Lui si avvicina giusto un attimo prima che io m’infili il cappotto e prenda la borsa. Gli altri sono ancora immersi nella conversazione di pochi minuti fa, tranne le due ragazze che si sono appena alzate dalla tavola in silenzio e che ora si gustano uno zapping alla tele, sedute, o meglio, mezze sbracate sul divano.
Lui mi si avvicina e mi sussurra: - Non ti ho detto che stanotte ti ho sognata.
- Ah sì? - faccio io, sorpresa e incuriosita - Che sogno ?
E lui, con lo stesso tono di voce tranquillo e pacato tenuto per tutta la sera con me e con i nostri amici: - Bah, non lo ricordo tutto, ma eravamo ad una cena, tipo questa. Non ricordo dove, era un ristorante che penso di non conoscere e forse non esiste. E tu ad un certo punto ti sei alzata dicendo che te ne tornavi a casa, eri stanca e volevi metterti a letto. Ti ho visto prendere la borsa e avvicinarti all’appendiabiti. Come adesso, ti stavi infilando il cappotto. Ecco perché – sorrise – sono venuto a dirti del sogno. Vederti prendere il cappotto mi ha fatto venire in mente il sogno, all'improvviso.
Ah! - gli ho sorriso di rimando - E poi, che succede nel sogno?
- Succede che mi avvicino a te e dalla tasca sinistra dei jeans tiro fuori una foto e ti dico: - ti sei sempre dimenticata questa foto, sono anni che ce l’ho in casa. È la foto di quando eri guerriera.

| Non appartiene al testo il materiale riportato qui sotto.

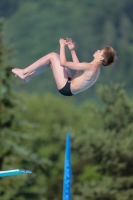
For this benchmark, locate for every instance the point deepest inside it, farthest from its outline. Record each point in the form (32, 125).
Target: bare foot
(19, 72)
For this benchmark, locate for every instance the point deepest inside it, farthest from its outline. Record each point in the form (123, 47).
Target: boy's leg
(60, 73)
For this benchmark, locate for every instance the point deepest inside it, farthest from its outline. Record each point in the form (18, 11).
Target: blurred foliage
(15, 144)
(35, 28)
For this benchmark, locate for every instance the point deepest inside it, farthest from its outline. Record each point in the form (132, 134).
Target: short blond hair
(109, 56)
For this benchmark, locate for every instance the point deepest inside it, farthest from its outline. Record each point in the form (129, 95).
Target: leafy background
(35, 118)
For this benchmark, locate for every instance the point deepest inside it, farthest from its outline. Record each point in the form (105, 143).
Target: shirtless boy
(86, 73)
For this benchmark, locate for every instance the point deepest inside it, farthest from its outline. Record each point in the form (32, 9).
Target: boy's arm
(70, 65)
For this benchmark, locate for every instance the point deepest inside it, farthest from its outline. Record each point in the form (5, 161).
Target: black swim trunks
(66, 91)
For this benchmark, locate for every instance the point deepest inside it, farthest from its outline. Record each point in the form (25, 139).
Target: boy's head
(109, 56)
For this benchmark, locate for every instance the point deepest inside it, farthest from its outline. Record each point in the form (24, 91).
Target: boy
(86, 73)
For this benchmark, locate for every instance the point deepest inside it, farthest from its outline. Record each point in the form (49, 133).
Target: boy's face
(98, 54)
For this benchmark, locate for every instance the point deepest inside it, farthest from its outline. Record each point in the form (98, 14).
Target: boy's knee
(54, 55)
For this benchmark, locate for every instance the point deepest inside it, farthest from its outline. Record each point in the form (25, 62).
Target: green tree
(15, 144)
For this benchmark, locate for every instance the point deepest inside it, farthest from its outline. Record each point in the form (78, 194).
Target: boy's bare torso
(82, 80)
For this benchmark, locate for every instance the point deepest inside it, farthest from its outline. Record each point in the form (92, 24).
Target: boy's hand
(70, 43)
(62, 41)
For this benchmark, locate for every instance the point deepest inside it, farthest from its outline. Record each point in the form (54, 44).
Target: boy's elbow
(62, 63)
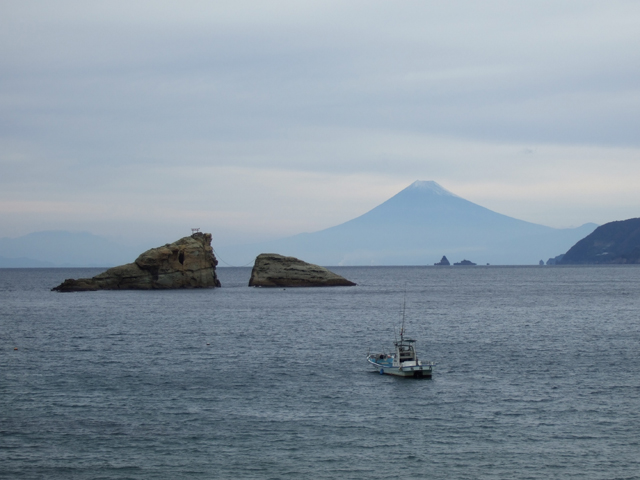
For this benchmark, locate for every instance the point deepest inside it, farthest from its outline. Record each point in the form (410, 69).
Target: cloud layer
(261, 119)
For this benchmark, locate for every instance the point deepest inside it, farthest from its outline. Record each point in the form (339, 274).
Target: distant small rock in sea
(464, 263)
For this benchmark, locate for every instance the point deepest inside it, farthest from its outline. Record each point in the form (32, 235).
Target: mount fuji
(416, 227)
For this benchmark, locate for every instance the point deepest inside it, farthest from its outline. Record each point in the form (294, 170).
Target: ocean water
(537, 377)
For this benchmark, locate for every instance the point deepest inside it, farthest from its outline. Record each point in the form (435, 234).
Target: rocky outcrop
(464, 263)
(443, 261)
(273, 270)
(187, 263)
(611, 243)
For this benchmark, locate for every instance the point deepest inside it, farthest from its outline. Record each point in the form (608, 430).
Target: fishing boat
(404, 361)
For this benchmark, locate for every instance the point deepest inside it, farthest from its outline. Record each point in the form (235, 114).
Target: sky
(254, 120)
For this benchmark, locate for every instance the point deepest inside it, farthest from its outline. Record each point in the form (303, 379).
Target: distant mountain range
(614, 242)
(417, 227)
(63, 249)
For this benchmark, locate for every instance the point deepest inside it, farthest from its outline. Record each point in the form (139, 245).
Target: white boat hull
(386, 367)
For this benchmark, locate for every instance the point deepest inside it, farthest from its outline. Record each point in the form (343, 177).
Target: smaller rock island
(273, 270)
(186, 263)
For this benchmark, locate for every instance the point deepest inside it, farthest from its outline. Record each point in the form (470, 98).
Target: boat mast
(404, 308)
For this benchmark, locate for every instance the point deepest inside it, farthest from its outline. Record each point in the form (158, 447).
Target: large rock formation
(187, 263)
(443, 261)
(613, 242)
(273, 270)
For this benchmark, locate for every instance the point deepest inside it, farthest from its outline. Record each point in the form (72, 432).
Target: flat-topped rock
(186, 263)
(273, 270)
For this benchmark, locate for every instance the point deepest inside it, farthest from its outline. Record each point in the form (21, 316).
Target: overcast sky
(254, 119)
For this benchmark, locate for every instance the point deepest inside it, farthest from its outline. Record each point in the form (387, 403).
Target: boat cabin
(405, 351)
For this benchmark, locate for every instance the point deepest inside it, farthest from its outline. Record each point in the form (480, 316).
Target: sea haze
(537, 377)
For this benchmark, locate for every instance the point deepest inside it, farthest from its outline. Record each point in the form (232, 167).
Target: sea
(537, 377)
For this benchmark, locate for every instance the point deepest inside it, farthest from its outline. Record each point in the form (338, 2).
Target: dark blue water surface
(538, 377)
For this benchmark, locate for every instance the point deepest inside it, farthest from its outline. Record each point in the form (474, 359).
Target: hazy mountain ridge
(416, 227)
(63, 249)
(612, 243)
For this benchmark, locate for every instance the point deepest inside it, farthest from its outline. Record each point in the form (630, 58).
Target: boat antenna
(404, 308)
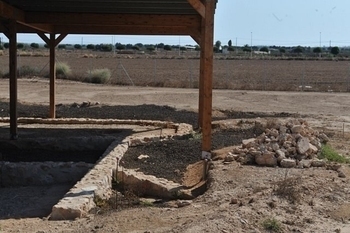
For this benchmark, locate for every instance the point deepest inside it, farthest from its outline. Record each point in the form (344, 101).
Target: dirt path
(240, 197)
(37, 91)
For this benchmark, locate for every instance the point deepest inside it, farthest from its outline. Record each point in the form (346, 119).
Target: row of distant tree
(218, 47)
(281, 49)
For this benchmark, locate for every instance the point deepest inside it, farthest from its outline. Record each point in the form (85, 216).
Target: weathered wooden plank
(9, 12)
(198, 6)
(125, 30)
(112, 19)
(12, 33)
(52, 45)
(207, 73)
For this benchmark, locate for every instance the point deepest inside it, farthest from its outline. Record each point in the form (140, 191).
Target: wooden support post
(52, 46)
(52, 42)
(206, 76)
(12, 36)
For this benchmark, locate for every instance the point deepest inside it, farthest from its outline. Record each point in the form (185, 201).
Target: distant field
(174, 70)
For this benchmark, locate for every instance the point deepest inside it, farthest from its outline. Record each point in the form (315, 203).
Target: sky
(253, 22)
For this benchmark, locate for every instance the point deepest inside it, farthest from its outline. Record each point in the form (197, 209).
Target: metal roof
(105, 6)
(133, 17)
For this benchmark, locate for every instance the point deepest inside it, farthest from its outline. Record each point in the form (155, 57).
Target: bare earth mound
(240, 198)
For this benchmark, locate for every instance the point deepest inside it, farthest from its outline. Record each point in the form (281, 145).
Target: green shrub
(327, 152)
(90, 46)
(25, 71)
(61, 46)
(34, 45)
(272, 224)
(63, 70)
(100, 76)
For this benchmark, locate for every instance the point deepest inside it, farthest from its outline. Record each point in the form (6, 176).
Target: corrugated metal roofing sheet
(105, 6)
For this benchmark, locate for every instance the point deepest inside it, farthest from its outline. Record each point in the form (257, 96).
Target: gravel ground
(167, 159)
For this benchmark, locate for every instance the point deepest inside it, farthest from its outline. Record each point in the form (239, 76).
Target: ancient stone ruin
(290, 144)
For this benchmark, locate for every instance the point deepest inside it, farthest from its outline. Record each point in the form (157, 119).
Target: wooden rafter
(198, 6)
(10, 12)
(112, 20)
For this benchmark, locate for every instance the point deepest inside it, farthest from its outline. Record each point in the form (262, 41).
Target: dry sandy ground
(240, 198)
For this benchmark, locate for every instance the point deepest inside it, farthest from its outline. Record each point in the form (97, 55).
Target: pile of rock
(290, 144)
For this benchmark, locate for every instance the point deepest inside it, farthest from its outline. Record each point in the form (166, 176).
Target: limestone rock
(288, 163)
(323, 138)
(297, 129)
(313, 149)
(141, 157)
(266, 159)
(305, 163)
(230, 157)
(318, 163)
(303, 145)
(248, 143)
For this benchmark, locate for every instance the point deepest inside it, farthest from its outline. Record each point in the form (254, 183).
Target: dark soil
(167, 159)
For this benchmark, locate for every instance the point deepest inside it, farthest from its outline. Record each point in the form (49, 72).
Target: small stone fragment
(288, 163)
(142, 157)
(318, 163)
(234, 201)
(248, 143)
(266, 159)
(303, 145)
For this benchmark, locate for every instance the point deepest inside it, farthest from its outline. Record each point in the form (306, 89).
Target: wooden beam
(44, 38)
(12, 36)
(36, 27)
(131, 20)
(47, 40)
(52, 46)
(196, 37)
(9, 12)
(206, 74)
(60, 38)
(126, 30)
(198, 6)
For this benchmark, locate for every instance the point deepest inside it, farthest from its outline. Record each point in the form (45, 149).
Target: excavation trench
(74, 169)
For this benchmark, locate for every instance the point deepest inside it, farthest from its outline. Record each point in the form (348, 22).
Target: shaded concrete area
(63, 140)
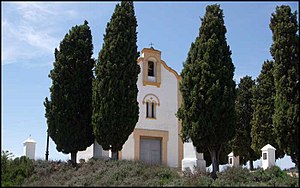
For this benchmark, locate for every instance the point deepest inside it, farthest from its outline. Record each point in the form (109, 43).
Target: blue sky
(31, 32)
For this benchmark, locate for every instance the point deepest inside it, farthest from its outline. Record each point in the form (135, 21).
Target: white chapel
(155, 138)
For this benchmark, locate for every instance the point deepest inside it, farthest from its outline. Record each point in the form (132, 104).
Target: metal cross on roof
(151, 44)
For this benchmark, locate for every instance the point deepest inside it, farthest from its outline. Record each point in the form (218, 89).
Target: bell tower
(151, 66)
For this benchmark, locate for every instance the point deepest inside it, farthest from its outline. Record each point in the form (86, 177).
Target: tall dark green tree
(208, 89)
(241, 143)
(262, 131)
(115, 106)
(285, 52)
(69, 110)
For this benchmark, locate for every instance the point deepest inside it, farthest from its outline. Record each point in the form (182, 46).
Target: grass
(135, 173)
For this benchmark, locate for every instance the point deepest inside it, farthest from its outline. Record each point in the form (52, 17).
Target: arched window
(150, 109)
(151, 71)
(151, 102)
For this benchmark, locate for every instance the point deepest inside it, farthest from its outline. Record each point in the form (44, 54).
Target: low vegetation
(25, 172)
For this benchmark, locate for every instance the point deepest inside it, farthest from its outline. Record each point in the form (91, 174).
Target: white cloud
(30, 30)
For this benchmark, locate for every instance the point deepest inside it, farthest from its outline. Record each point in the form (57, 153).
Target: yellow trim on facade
(180, 143)
(150, 118)
(151, 50)
(153, 95)
(141, 59)
(144, 133)
(151, 83)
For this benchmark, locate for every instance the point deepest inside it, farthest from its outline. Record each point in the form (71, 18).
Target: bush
(233, 176)
(14, 172)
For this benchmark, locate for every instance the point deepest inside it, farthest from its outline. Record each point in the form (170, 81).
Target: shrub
(14, 172)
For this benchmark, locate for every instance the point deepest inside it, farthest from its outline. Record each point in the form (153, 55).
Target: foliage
(115, 106)
(241, 177)
(14, 171)
(69, 110)
(208, 89)
(241, 143)
(135, 173)
(285, 52)
(262, 131)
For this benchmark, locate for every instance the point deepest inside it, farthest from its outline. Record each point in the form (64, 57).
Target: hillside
(134, 173)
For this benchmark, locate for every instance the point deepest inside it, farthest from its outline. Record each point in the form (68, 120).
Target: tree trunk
(73, 158)
(214, 163)
(251, 165)
(115, 155)
(47, 146)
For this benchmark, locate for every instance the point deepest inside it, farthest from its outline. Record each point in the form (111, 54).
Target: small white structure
(268, 156)
(29, 148)
(233, 160)
(192, 159)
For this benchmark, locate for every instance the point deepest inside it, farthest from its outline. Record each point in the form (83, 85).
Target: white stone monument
(29, 148)
(233, 160)
(192, 159)
(268, 156)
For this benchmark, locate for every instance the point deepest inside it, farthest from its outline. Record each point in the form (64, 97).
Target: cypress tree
(285, 52)
(69, 109)
(241, 143)
(262, 132)
(208, 89)
(115, 106)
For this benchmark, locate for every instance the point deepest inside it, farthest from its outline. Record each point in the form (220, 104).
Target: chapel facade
(156, 138)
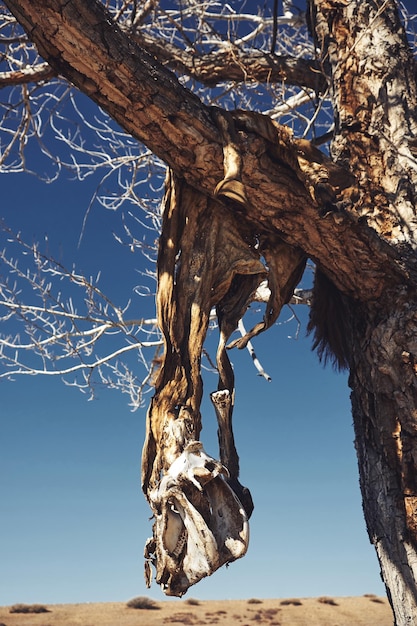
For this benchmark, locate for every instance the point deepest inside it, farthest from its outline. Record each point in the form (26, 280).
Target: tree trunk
(355, 217)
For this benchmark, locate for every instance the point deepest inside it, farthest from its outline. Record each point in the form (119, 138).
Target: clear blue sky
(73, 519)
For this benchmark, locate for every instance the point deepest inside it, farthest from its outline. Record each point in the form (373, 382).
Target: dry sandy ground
(357, 611)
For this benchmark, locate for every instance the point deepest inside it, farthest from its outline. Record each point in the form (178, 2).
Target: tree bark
(374, 94)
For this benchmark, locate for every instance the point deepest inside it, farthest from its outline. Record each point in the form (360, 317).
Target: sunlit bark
(354, 215)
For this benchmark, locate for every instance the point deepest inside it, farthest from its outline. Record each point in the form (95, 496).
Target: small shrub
(293, 601)
(192, 601)
(28, 608)
(326, 600)
(188, 619)
(142, 602)
(254, 601)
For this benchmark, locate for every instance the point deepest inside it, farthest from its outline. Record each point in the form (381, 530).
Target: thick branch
(236, 65)
(40, 72)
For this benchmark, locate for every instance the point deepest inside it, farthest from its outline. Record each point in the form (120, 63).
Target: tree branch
(37, 73)
(234, 64)
(290, 186)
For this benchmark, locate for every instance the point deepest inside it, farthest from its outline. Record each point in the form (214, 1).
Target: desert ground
(368, 610)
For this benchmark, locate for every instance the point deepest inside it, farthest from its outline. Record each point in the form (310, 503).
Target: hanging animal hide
(200, 508)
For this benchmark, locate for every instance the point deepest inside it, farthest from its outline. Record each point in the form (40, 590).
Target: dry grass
(324, 611)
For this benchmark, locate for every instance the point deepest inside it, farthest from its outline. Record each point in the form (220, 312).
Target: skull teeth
(180, 544)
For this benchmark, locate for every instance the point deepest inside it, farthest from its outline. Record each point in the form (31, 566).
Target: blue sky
(74, 520)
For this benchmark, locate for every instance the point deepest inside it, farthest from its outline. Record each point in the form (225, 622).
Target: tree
(241, 183)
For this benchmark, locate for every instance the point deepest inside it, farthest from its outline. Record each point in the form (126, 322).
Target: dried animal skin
(200, 508)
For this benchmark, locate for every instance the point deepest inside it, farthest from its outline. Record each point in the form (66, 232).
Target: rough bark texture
(374, 92)
(354, 215)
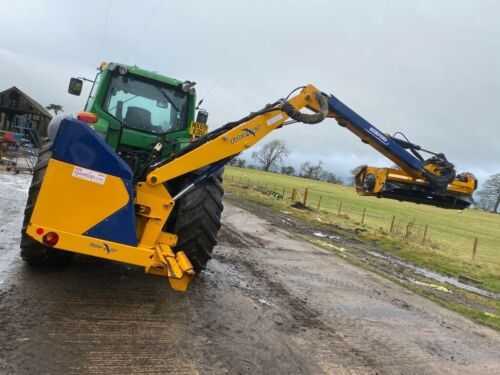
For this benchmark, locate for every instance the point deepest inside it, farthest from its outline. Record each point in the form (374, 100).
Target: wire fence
(448, 241)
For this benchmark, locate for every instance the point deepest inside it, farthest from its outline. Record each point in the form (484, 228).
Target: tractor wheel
(196, 218)
(33, 252)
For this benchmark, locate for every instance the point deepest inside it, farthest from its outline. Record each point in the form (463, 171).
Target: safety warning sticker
(89, 175)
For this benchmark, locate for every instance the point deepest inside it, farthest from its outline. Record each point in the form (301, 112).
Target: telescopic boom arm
(431, 181)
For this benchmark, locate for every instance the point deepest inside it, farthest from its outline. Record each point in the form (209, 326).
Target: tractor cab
(135, 110)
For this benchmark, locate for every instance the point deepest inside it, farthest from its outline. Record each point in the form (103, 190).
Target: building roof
(33, 102)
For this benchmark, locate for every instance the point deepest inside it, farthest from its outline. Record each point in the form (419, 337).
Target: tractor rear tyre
(196, 217)
(33, 252)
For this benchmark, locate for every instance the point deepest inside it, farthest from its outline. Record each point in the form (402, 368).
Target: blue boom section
(76, 143)
(370, 132)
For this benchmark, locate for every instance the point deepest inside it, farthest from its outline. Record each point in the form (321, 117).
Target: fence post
(424, 238)
(407, 234)
(474, 248)
(363, 216)
(391, 229)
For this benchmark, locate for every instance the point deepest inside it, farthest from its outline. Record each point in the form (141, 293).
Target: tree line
(273, 155)
(272, 158)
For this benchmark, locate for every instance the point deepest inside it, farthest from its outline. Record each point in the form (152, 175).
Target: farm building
(17, 109)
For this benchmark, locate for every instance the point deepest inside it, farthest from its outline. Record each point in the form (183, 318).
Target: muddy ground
(267, 304)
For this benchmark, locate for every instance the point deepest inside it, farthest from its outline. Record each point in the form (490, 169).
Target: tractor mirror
(202, 116)
(75, 86)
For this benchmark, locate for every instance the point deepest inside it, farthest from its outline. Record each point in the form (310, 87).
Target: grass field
(450, 233)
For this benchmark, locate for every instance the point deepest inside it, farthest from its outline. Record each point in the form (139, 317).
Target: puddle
(437, 276)
(323, 235)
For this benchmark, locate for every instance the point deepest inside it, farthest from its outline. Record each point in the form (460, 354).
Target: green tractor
(144, 117)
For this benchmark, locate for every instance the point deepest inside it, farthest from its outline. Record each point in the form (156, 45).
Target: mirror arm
(86, 79)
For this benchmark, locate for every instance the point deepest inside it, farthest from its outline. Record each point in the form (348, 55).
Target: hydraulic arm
(431, 181)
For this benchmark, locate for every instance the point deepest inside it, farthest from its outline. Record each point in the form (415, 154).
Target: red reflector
(88, 117)
(50, 239)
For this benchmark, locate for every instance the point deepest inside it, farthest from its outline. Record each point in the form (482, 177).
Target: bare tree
(331, 177)
(288, 170)
(271, 155)
(238, 162)
(311, 171)
(489, 195)
(56, 108)
(358, 169)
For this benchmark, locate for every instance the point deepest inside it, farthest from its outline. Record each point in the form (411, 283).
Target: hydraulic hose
(307, 118)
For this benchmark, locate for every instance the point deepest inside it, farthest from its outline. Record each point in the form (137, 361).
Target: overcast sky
(428, 68)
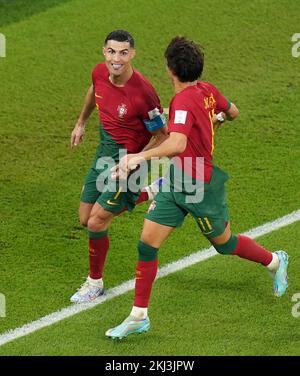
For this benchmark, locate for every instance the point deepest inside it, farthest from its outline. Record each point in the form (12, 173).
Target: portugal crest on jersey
(122, 110)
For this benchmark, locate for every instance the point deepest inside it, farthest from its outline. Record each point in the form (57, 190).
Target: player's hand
(126, 164)
(77, 134)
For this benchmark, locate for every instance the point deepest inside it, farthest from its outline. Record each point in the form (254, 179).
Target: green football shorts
(110, 194)
(211, 214)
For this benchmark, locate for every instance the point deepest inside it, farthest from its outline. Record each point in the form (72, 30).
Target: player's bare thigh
(99, 218)
(154, 234)
(223, 238)
(85, 209)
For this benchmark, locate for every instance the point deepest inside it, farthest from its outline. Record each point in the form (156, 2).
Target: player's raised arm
(230, 114)
(87, 109)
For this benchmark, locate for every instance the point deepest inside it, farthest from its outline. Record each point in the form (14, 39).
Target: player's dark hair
(120, 36)
(185, 59)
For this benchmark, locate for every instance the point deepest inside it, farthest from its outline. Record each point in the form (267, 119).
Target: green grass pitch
(223, 306)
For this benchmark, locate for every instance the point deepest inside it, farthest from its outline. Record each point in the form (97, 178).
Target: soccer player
(131, 119)
(193, 112)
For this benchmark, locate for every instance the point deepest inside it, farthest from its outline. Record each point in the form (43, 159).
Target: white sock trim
(139, 312)
(95, 282)
(150, 194)
(274, 264)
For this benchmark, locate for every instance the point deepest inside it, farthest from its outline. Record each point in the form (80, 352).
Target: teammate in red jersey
(194, 110)
(132, 120)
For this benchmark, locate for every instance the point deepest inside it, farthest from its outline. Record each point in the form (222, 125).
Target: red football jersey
(125, 111)
(191, 113)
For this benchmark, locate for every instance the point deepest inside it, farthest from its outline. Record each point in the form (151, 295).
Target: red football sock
(248, 249)
(145, 275)
(97, 253)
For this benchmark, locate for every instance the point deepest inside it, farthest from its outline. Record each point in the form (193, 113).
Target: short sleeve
(181, 119)
(152, 112)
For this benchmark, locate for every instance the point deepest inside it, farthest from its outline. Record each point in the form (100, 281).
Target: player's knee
(96, 224)
(228, 247)
(146, 252)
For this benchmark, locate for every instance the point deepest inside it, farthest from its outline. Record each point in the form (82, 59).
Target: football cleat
(88, 292)
(130, 325)
(280, 276)
(153, 188)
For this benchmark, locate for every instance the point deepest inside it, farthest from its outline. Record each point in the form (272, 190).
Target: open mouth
(117, 66)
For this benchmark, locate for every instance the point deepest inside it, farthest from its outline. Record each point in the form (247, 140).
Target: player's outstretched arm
(158, 136)
(232, 112)
(230, 115)
(172, 146)
(87, 109)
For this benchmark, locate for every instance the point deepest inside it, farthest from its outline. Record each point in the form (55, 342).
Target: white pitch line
(173, 267)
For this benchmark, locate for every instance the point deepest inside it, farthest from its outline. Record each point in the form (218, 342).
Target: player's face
(118, 56)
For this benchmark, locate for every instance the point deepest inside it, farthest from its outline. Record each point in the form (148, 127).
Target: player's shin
(98, 247)
(146, 271)
(248, 249)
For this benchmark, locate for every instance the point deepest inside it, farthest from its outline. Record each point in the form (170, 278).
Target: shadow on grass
(17, 10)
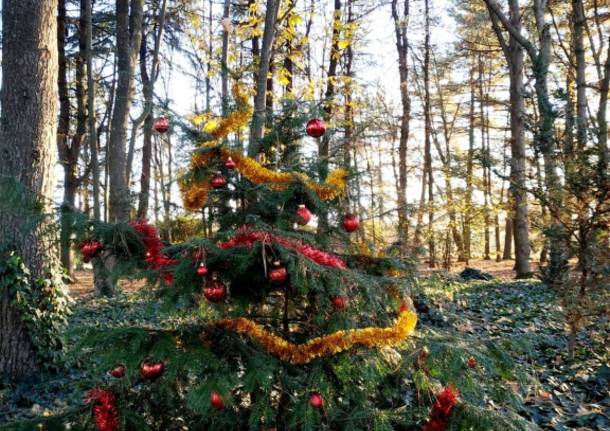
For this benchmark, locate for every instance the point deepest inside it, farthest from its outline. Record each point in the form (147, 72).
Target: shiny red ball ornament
(315, 127)
(151, 370)
(230, 164)
(316, 400)
(218, 181)
(217, 401)
(303, 215)
(278, 273)
(202, 271)
(472, 362)
(118, 371)
(339, 302)
(351, 223)
(215, 290)
(161, 125)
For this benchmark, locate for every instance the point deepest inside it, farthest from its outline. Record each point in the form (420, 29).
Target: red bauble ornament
(202, 270)
(351, 222)
(161, 125)
(278, 274)
(316, 400)
(472, 362)
(340, 302)
(217, 401)
(90, 249)
(230, 164)
(303, 215)
(315, 127)
(151, 370)
(118, 371)
(105, 415)
(215, 290)
(218, 181)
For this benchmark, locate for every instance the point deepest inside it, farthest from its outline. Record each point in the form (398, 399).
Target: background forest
(474, 137)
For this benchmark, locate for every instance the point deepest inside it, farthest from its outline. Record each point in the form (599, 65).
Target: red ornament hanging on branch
(202, 271)
(215, 290)
(118, 371)
(218, 181)
(339, 302)
(446, 400)
(216, 400)
(278, 273)
(351, 223)
(105, 415)
(230, 164)
(90, 249)
(315, 127)
(316, 400)
(161, 125)
(151, 370)
(303, 215)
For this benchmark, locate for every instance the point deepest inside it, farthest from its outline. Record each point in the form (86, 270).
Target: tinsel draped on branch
(246, 237)
(300, 354)
(195, 191)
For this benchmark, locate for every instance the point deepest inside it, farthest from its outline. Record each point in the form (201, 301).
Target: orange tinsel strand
(327, 345)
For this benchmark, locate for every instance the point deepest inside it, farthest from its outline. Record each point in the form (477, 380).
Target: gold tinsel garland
(299, 354)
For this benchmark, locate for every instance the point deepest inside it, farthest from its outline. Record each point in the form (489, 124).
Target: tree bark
(401, 28)
(29, 100)
(149, 79)
(92, 133)
(513, 52)
(258, 117)
(128, 38)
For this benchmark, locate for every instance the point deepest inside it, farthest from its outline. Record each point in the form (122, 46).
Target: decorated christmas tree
(267, 328)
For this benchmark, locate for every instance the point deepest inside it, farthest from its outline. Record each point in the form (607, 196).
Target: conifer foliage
(252, 339)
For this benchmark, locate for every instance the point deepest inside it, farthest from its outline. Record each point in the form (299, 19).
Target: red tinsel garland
(154, 246)
(104, 410)
(446, 400)
(246, 237)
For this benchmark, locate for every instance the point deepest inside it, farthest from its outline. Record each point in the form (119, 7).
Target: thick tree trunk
(27, 151)
(514, 51)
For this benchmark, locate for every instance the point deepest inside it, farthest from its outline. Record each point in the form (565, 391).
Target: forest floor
(468, 318)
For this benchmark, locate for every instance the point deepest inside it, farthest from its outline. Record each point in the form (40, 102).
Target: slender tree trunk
(92, 134)
(29, 100)
(427, 138)
(128, 37)
(513, 51)
(468, 212)
(148, 89)
(258, 118)
(508, 239)
(401, 27)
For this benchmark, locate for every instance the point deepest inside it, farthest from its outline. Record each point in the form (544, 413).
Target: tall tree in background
(149, 78)
(401, 28)
(29, 99)
(260, 98)
(540, 56)
(129, 15)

- Guerriera? – alzo un sopracciglio e anche un po’ la voce; un nostro amico si volta verso di noi, come se prima non si fosse accorto che io e lui stessimo parlando.
Lui riprende: - Sì, guerriera. Tu guardi la foto e nella foto indossi un elmo dorato, ma forse era bronzo – non ricordo le sfumature - e hai una lancia che tieni conficcata nel terreno e sulla quale ti appoggi sorridendo.
- Bella immagine! - gli faccio. Lui continua: - Il sogno finisce che ti do la foto e tu la prendi senza dire niente, ma sorridi e mi ringrazi e poi te ne vai. Ah no, ora ricordo: prima di andartene mi hai detto che ti eri dimenticata di quando fosti guerriera.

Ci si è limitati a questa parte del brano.